Dan Quart: New Taxi Fees Won’t Do Much “Without a Full Congestion Pricing Plan”

It seems like the political path to pass congestion pricing - at least in the Assembly - was not the impossible battle Governor Cuomo made it out to be.

Photo: NYS Assembly
Photo: NYS Assembly

Count Assembly Member Dan Quart among the state legislators who aren’t satisfied with the taxi and for-hire vehicle fees enacted in Albany’s new budget.

Quart, a representative of Manhattan’s East Side who co-sponsored the Move New York bill in 2016, told Streetsblog last month that he wanted to see “actual congestion pricing” that charged “anyone driving into the Central Business District.”

The Albany budget only included fees on taxi and Uber trips, which will barely make a dent in traffic while imposing two-thirds of the costs on Manhattanites, according to analyst Charles Komanoff.

That’s not good enough for Quart, who released a statement on the budget condemning the failure to pass a real congestion pricing plan.

“A fee on for-hire cars will fall disproportionately on Manhattanites and will do little to fix gridlock in NYC so he is not supportive of these types of fees without a full congestion pricing plan,” O’Hanlon said.

After Governor Cuomo called the new surcharges “a major, major achievement,” Streetsblog has been contacting Manhattan representatives to get their take on the taxi fees and the absence of congestion pricing in the state budget.
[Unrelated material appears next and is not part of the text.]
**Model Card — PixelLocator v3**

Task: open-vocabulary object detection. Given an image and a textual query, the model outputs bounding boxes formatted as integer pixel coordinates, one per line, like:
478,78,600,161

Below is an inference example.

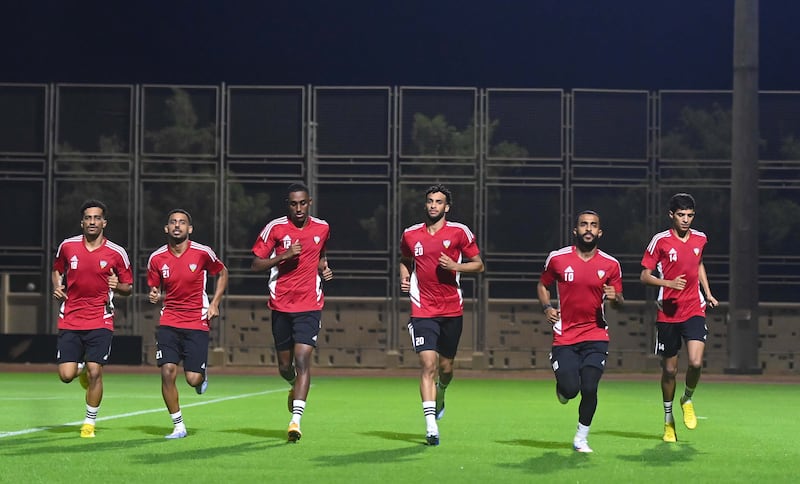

Here’s what Assembly Member Deborah Glick and State Senator Brian Kavanagh told us.

Quart did vote for the final budget that included the surcharges, along with every other Assembly Democrat, despite his misgivings about the lack of a cordon toll. “Unfortunately it’s an overall yes or no vote so specifically voting against the surcharge isn’t an option,” O’Hanlon said. “If it was a standalone bill he certainly would’ve voted no.”

Given the way Albany operates, with few open hearings, closed-door negotiations, and a few men in a room hashing out what gets in the budget, it’s never easy to tell how much leverage rank-and-file legislators have or how they wield it.

In light of the position statements legislators like Quart have given to outlets including Streetsblog and the Daily News, however, it seems like the political path to pass congestion pricing — at least in the Assembly — was not the impossible battle Governor Cuomo made it out to be.